Editorial: Duct and Cover
Does any of this sound reminiscent of those duck-and-cover exercises from the 1950s and '60s, when schools made students dive under their desks or line up in hallways, heads between their knees, in hopes of being saved in the event of a nuclear blast? In 10 years, we'll be having the same cynical thoughts about Ridge's duct tape and plastic sheeting comments. Like one paragraph from the "Get Ready" brochure will do anything to prepare me if I'm caught in a nuclear blast: "If there is a flash or fireball, take cover immediately, below ground if possible, though any shield or shelter will help protect you from the immediate effects of the blasts and the pressure wave. ... [T]he farther away you are from the blast and the fallout, the lower your exposure." The ready.gov Web site also mentions taking potassium iodide, those magical pills that will protect us from radiation poisoning.
No slight meant to The Martin Agency, which put together the pro bono campaign for the Ad Council, but a little bit of duct tape isn't going to save anyone.
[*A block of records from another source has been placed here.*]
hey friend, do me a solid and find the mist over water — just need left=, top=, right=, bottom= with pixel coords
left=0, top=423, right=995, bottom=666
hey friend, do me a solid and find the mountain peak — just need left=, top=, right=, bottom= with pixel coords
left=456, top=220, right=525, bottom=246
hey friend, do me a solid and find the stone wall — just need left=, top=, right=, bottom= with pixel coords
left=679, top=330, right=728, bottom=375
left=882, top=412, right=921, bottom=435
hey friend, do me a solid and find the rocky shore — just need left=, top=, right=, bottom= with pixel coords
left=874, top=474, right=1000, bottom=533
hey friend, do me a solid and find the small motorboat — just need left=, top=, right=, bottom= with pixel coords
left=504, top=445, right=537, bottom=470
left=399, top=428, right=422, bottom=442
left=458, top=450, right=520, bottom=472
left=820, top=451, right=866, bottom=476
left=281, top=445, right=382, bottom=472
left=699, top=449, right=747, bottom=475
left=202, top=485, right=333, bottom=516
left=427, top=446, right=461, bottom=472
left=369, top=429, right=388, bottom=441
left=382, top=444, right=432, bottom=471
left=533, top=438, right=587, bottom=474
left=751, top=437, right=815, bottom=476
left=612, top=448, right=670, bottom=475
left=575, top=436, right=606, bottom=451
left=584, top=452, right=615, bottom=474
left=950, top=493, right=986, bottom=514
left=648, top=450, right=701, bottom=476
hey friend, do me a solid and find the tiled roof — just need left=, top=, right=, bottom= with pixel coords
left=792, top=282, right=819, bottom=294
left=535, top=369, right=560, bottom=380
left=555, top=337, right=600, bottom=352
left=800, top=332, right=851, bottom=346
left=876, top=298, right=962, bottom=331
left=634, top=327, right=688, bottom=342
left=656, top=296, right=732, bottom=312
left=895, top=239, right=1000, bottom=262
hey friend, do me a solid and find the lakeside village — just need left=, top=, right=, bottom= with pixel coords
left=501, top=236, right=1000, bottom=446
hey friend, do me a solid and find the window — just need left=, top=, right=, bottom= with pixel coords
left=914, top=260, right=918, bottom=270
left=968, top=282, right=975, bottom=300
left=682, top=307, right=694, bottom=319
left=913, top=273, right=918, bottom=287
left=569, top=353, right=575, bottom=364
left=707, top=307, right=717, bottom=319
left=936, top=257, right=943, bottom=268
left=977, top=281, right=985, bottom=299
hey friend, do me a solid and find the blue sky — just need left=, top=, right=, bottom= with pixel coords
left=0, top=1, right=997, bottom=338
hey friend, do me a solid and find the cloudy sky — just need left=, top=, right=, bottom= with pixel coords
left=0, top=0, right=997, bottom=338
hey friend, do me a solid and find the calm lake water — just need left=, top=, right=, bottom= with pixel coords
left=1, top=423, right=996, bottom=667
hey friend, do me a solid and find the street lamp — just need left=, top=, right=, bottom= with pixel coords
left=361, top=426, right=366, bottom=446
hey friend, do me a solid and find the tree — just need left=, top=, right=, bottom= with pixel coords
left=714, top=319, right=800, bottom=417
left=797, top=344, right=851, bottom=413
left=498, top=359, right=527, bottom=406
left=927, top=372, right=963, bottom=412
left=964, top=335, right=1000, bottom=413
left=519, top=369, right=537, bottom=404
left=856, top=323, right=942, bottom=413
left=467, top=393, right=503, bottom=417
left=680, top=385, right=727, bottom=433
I saw the aftermath of a nuclear explosion in "The Sum of All Fears." I'm keeping up with Jack Bauer's every move as he chases a nuclear bomb on Fox's "24." In full disclosure, however, I must tell you of the bomb shelter in my father's basement in the Middle-of-Nowhere-Kansas -- no, my family didn't build it -- though it's nowhere near as elaborate as the one that Jack's stupid daughter, Kim, is currently trapped in. Still, it's a great storage room.
For catalogers, there's much better advice in the Direct Marketing Association's latest white paper outlining several war scenarios, risks and a checklist on how to react. Among the suggestions: in-catalog sales pages, package inserts and blow-ins, merchandising plans and reminder postcards or e-mail. Actually doing something instead of worrying sounds so much better.